La reggente Anna d’Austria gli concesse l’incarico di Ministro della Carità, per organizzare su scala nazionale gli aiuti ai poveri; si disse che dalle sue mani passasse più denaro che in quelle del ministro delle Finanze.
Altri aspetti della sua opera
Vincenzo de’ Paoli divenne il maggiore oppositore alle idee gianseniste propugnate in Francia dal suo amico Giovanni du Vergier, detto San Cirano († 1642) e poi da Antonio Arnauld; dopo la condanna del giansenismo da parte dei papi Innocenzo X nel 1653 e Alessandro VIII nel 1656, Vincenzo si adoperò, affinché la decisione pontificia fosse accettata con sottomissione da tutti gli aderenti alle idee del vescovo olandese Giansenio (1585-1638).
Il movimento eterodosso del giansenismo affermava, che per la salvezza dell’uomo, a causa della profonda corruzione scaturita dal peccato originale, occorreva l’assoluta necessità della Grazia, la quale sarebbe stata concessa solo ad alcuni, per imperscrutabile disegno di Dio.
Fu riformatore della predicazione, fino allora barocca, introducendo una semplice tecnica oratoria: della virtù scelta per argomento, ricercare la natura, i motivi di praticarla, ed i mezzi più opportuni
Per lui apostolo della carità fra i prigionieri ed i forzati, re Luigi XIII, su suggerimento di Filippo Emanuele Gondi, istituì la carica di Cappellano capo delle galere (8 febbraio 1619), questo gli facilitò il compito e l’accesso nei luoghi di pena e di partenza dei galeotti rematori; dal 1640 il compito passò anche ai suoi Missionari e alle Dame e Figlie della Carità.
Inoltre si calcola che tra il 1645 e il 1661, Vincenzo de’ Paoli e i suoi Missionari, liberarono non meno di 1200 schiavi cristiani in mano ai Turchi musulmani.
Monsieur Vincent fu fin dai primi anni, membro attivo della potente “Compagnia del SS. Sacramento”, sorta a Parigi nel 1630, composta da ecclesiastici e laici insigni e dedita ad “ogni forma di bene”.

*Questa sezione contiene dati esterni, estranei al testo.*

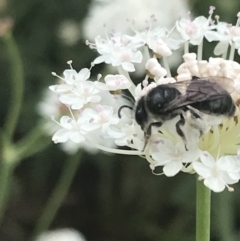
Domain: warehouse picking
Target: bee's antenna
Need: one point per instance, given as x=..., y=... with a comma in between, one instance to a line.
x=122, y=107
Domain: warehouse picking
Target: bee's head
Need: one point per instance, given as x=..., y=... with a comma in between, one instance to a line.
x=159, y=97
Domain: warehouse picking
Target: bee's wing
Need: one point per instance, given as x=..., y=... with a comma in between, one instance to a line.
x=197, y=90
x=226, y=83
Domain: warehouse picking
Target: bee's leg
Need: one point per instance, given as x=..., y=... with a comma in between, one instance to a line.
x=181, y=122
x=195, y=116
x=148, y=133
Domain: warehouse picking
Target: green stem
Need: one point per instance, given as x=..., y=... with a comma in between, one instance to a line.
x=225, y=216
x=58, y=195
x=6, y=170
x=200, y=51
x=203, y=206
x=17, y=85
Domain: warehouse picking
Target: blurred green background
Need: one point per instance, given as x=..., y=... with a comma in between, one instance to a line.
x=111, y=198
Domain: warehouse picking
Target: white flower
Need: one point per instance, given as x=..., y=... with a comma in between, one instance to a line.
x=114, y=82
x=172, y=157
x=61, y=235
x=83, y=93
x=102, y=118
x=155, y=68
x=217, y=174
x=226, y=34
x=71, y=79
x=194, y=31
x=128, y=135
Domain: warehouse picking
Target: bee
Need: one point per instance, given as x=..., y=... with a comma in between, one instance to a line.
x=208, y=95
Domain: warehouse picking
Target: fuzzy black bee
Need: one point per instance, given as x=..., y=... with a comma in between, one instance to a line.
x=209, y=95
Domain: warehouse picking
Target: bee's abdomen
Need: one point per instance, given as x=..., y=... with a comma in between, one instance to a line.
x=224, y=105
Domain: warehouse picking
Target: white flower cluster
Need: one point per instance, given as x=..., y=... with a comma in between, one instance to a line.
x=98, y=115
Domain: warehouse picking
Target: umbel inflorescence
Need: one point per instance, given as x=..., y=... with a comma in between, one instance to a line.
x=96, y=115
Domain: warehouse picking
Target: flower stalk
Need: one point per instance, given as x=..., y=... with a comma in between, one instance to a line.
x=203, y=207
x=17, y=85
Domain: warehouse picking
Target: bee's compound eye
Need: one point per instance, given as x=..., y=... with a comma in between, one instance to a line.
x=166, y=93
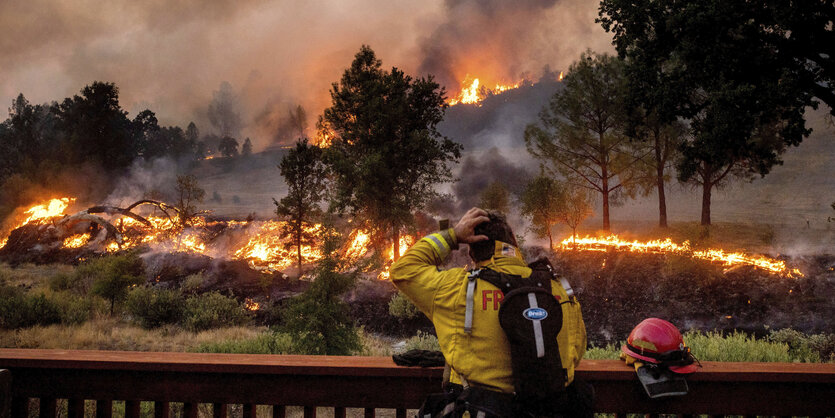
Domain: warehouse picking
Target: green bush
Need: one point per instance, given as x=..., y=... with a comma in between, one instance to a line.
x=402, y=307
x=110, y=277
x=736, y=346
x=422, y=341
x=807, y=348
x=192, y=282
x=63, y=281
x=609, y=352
x=74, y=309
x=152, y=307
x=781, y=346
x=13, y=310
x=213, y=310
x=19, y=310
x=267, y=343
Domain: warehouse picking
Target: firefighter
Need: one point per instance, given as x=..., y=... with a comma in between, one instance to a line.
x=480, y=358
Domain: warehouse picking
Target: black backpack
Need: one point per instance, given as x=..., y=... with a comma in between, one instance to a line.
x=531, y=317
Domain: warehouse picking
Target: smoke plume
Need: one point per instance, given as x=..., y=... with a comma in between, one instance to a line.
x=170, y=57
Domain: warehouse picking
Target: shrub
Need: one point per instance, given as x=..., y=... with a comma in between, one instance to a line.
x=62, y=281
x=19, y=310
x=402, y=307
x=422, y=341
x=73, y=309
x=192, y=282
x=213, y=310
x=152, y=307
x=267, y=343
x=738, y=346
x=111, y=276
x=318, y=319
x=607, y=352
x=808, y=348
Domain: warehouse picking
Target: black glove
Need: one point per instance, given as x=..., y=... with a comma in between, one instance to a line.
x=422, y=358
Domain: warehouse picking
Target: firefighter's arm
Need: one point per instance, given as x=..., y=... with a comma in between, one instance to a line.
x=416, y=273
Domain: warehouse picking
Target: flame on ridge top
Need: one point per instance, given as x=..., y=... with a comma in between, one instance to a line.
x=473, y=92
x=666, y=245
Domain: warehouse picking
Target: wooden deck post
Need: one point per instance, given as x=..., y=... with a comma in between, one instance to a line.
x=5, y=393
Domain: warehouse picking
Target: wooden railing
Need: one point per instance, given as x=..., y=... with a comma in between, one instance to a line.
x=777, y=389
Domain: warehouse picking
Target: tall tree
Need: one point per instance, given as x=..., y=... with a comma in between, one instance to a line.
x=304, y=174
x=542, y=202
x=659, y=143
x=581, y=132
x=298, y=120
x=547, y=202
x=319, y=318
x=576, y=208
x=732, y=71
x=188, y=195
x=386, y=154
x=96, y=128
x=223, y=111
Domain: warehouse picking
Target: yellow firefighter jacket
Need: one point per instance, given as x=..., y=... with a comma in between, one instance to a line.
x=483, y=356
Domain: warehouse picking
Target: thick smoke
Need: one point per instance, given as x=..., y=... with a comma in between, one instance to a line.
x=171, y=56
x=479, y=170
x=500, y=41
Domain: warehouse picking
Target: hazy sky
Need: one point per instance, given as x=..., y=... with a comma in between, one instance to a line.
x=170, y=56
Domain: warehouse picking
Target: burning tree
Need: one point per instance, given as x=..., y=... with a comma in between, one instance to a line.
x=319, y=318
x=189, y=194
x=386, y=154
x=581, y=133
x=304, y=174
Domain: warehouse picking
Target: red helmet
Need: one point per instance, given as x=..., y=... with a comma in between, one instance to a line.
x=658, y=341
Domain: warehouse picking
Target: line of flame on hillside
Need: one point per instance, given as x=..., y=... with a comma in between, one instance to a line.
x=260, y=243
x=473, y=91
x=667, y=246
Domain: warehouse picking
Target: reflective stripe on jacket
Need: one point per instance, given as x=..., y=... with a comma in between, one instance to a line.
x=482, y=357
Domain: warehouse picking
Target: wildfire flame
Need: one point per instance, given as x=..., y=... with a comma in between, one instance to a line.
x=266, y=248
x=51, y=209
x=473, y=93
x=41, y=212
x=251, y=305
x=406, y=241
x=76, y=241
x=667, y=246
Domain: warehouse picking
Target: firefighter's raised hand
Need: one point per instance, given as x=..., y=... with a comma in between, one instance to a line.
x=465, y=229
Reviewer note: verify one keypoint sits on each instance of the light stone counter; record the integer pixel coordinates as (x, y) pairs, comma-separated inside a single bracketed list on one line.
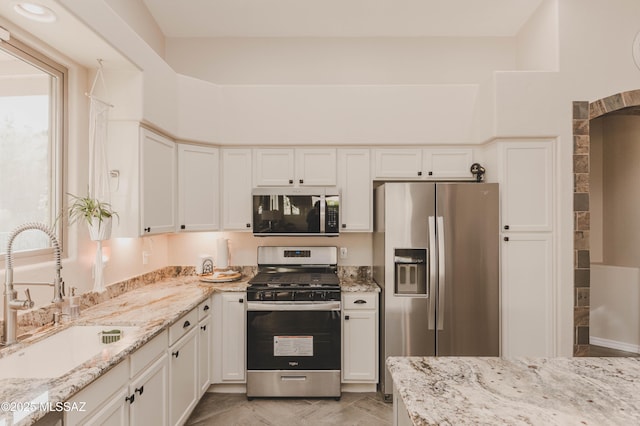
[(152, 307), (525, 391)]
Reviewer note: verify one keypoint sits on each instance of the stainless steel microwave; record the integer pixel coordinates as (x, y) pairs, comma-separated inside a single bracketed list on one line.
[(296, 211)]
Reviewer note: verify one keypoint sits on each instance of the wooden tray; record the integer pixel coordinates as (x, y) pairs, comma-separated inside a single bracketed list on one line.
[(221, 277)]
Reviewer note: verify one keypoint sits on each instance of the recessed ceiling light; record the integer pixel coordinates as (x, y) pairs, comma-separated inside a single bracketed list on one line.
[(35, 12)]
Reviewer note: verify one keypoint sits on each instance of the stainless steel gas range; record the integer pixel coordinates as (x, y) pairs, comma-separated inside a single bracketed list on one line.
[(293, 324)]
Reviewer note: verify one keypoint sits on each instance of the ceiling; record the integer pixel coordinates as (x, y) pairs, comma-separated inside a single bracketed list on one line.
[(341, 18)]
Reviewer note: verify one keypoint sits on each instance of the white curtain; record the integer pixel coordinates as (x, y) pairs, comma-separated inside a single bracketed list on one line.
[(98, 166)]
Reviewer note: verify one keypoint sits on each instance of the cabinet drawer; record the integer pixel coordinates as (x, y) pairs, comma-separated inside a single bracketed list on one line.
[(204, 309), (360, 301), (182, 326), (148, 353)]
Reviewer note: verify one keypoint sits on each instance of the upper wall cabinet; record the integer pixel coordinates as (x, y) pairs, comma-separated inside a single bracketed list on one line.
[(198, 188), (526, 180), (354, 181), (427, 164), (236, 189), (143, 180), (158, 188), (294, 167)]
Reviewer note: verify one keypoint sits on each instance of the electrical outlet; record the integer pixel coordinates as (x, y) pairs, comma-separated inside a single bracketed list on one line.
[(343, 253)]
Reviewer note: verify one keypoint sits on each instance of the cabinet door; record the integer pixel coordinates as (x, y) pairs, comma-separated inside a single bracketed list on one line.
[(236, 189), (198, 193), (273, 167), (150, 392), (204, 355), (228, 358), (183, 365), (360, 361), (527, 295), (316, 167), (354, 180), (398, 163), (526, 182), (158, 183), (447, 163)]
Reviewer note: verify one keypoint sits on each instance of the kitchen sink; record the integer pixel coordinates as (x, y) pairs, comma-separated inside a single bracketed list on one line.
[(61, 352)]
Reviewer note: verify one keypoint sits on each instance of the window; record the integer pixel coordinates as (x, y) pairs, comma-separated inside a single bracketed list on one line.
[(32, 117)]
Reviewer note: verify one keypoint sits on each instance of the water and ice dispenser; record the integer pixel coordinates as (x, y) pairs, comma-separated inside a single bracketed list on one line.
[(410, 272)]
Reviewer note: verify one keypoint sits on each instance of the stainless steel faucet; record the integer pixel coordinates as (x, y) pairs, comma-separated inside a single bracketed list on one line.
[(11, 302)]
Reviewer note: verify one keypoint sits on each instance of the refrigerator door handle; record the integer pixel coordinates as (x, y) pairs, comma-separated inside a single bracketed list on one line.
[(441, 276), (432, 273)]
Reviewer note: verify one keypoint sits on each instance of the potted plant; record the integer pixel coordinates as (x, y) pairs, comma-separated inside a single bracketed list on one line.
[(97, 214)]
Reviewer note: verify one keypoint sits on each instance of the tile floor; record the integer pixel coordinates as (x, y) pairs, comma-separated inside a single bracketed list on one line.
[(234, 409)]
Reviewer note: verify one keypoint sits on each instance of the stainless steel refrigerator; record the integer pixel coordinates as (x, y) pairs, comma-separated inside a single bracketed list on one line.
[(435, 256)]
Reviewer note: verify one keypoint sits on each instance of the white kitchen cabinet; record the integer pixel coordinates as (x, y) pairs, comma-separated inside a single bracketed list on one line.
[(360, 338), (423, 164), (198, 188), (447, 163), (527, 295), (236, 189), (142, 167), (204, 346), (158, 183), (526, 183), (295, 167), (229, 330), (149, 391), (354, 182), (183, 370)]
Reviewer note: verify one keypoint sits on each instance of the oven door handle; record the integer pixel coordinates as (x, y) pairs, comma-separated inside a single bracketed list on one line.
[(293, 306)]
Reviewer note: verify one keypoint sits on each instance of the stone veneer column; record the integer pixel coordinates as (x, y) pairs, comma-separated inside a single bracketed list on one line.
[(582, 113), (581, 261)]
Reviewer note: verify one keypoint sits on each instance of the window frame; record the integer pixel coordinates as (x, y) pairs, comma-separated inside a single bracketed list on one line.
[(58, 102)]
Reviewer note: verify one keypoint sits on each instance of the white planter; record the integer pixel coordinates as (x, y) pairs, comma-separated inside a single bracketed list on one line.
[(99, 231)]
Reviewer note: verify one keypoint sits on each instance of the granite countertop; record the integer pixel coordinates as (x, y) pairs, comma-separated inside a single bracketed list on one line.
[(531, 391), (151, 307)]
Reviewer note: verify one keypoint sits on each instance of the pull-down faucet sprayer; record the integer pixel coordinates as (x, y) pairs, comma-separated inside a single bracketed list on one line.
[(11, 303)]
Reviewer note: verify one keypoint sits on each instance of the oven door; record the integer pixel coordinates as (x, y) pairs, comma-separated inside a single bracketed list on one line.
[(293, 336)]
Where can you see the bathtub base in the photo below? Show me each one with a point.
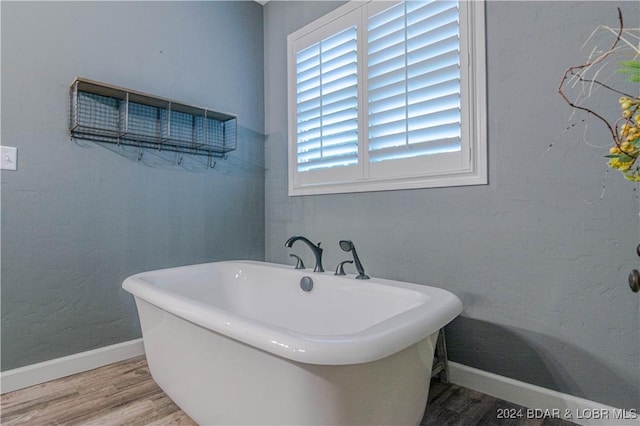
(218, 380)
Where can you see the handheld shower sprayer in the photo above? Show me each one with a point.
(347, 245)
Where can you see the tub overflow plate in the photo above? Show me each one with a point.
(306, 283)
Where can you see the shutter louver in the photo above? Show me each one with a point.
(414, 80)
(327, 103)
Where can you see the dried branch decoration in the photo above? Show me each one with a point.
(625, 130)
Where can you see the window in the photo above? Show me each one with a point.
(388, 95)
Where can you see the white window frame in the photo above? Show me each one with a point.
(473, 168)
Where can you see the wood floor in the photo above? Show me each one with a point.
(125, 394)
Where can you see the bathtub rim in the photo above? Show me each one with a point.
(370, 344)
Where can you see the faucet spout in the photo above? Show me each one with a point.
(317, 251)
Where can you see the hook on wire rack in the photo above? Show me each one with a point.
(210, 163)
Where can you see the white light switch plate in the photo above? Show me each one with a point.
(8, 158)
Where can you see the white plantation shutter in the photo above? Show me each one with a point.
(413, 79)
(327, 102)
(388, 95)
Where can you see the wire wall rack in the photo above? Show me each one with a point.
(105, 113)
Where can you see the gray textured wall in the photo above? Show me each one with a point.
(78, 217)
(540, 256)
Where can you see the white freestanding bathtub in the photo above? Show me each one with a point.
(240, 342)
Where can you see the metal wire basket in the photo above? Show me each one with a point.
(106, 113)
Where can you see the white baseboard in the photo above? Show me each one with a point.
(41, 372)
(540, 401)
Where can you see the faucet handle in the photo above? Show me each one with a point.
(340, 267)
(299, 263)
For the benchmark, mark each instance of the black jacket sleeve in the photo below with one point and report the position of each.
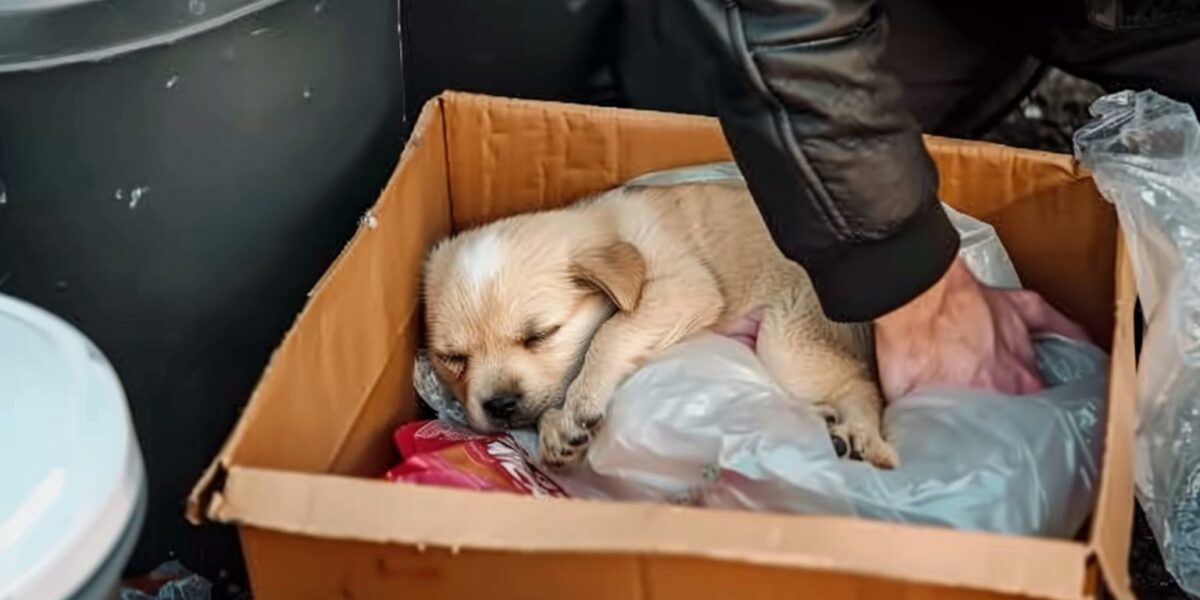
(832, 156)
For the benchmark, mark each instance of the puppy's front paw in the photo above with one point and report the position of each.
(858, 438)
(562, 441)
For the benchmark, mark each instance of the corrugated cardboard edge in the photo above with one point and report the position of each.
(330, 507)
(1111, 522)
(203, 493)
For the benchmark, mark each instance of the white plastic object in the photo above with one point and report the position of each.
(71, 473)
(1144, 153)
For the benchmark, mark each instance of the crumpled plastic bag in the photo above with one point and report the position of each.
(703, 424)
(1144, 153)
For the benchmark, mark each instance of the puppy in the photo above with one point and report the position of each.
(538, 318)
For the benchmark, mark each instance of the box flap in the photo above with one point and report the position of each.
(1114, 509)
(365, 510)
(358, 318)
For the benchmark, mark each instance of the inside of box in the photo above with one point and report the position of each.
(477, 160)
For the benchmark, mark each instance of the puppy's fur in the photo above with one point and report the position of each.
(546, 313)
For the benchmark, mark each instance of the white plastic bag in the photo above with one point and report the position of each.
(1144, 153)
(705, 424)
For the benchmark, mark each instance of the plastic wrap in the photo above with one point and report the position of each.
(1144, 153)
(703, 424)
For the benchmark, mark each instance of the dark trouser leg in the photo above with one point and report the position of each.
(957, 81)
(960, 72)
(1165, 59)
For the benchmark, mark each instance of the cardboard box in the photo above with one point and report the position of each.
(299, 477)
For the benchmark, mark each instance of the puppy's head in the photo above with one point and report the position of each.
(511, 309)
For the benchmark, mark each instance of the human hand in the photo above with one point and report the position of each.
(963, 333)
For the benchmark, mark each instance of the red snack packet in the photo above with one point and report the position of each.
(436, 453)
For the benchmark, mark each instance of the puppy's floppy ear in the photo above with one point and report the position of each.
(616, 269)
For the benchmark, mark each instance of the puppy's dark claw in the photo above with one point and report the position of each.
(839, 445)
(592, 423)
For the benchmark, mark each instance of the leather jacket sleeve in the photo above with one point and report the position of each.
(832, 156)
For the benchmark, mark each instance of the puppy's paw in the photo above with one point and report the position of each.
(561, 439)
(858, 438)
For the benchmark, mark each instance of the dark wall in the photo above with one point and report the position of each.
(252, 150)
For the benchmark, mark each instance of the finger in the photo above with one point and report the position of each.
(1042, 318)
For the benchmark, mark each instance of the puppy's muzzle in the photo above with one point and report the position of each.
(502, 407)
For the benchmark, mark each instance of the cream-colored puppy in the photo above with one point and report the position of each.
(539, 317)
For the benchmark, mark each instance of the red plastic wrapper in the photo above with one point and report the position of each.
(441, 454)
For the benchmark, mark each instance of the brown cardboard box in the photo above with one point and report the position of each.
(300, 473)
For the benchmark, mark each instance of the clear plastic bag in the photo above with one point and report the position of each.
(705, 424)
(1144, 153)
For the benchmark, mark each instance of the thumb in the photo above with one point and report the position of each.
(1042, 318)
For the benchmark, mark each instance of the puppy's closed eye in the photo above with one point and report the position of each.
(454, 361)
(535, 337)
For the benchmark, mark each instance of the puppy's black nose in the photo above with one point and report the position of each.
(502, 407)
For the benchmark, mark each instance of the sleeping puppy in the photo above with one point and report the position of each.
(538, 318)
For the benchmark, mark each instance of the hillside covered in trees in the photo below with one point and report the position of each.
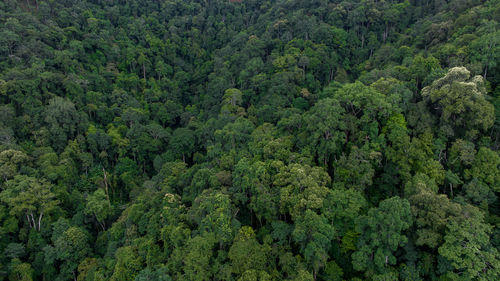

Vincenzo de’ Paoli fu spesso ispiratore della benefica attività della Compagnia e da essa ricevé aiuto e collaborazione, per le sue tante opere assistenziali.
Il pensiero spirituale
Nei dodici capitoli delle “Regulae”, Vincenzo ha condensato lo spirito che deve distinguere i suoi figli come religiosi: la spiritualità contemplativa del pensiero del card. de Bérulle, sotto la cui direzione egli rimase per oltre un decennio; l’umanesimo devoto di s. Francesco di Sales, suo grande amico, del quale lesse più volte le opere spirituali e l’ascetismo di s. Ignazio di Loyola, del quale assimilò il temperamento pratico; elaborando da queste tre fonti una nuova dottrina spirituale.
Le virtù caratteristiche dello spirito vincenziano, secondo la Regola dei Missionari, sono le “cinque pietre di Davide”, cioè la semplicità, l’umiltà, la mansuetudine, la mortificazione e lo zelo per la salvezza delle anime.
La morte, patronati
Il grande apostolo della Carità, si spense a Parigi la mattina del 27 settembre 1660 a 79 anni; ai suoi funerali partecipò una folla immensa di tutti i ceti sociali; fu proclamato Beato da papa Benedetto XIII il 13 agosto 1729 e canonizzato da Clemente XII il 16 giugno 1737.
I suoi resti mortali, rivestiti dai paramenti sacerdotali, sono venerati nella Cappella della Casa Madre dei Vincenziani a Parigi.
È patrono del Madagascar, dei bambini abbandonati, degli orfani, degli infermieri, degli schiavi, dei forzati, dei prigionieri. Leone XIII il 12 maggio 1885 lo proclamò patrono delle Associazioni cattoliche di carità.
In San Pietro in Vaticano, una gigantesca statua, opera dello scultore Pietro Bracci, è collocata nella basilica dal 1754, rappresentante il “padre dei poveri”.
La sua celebrazione liturgica è il 27 settembre.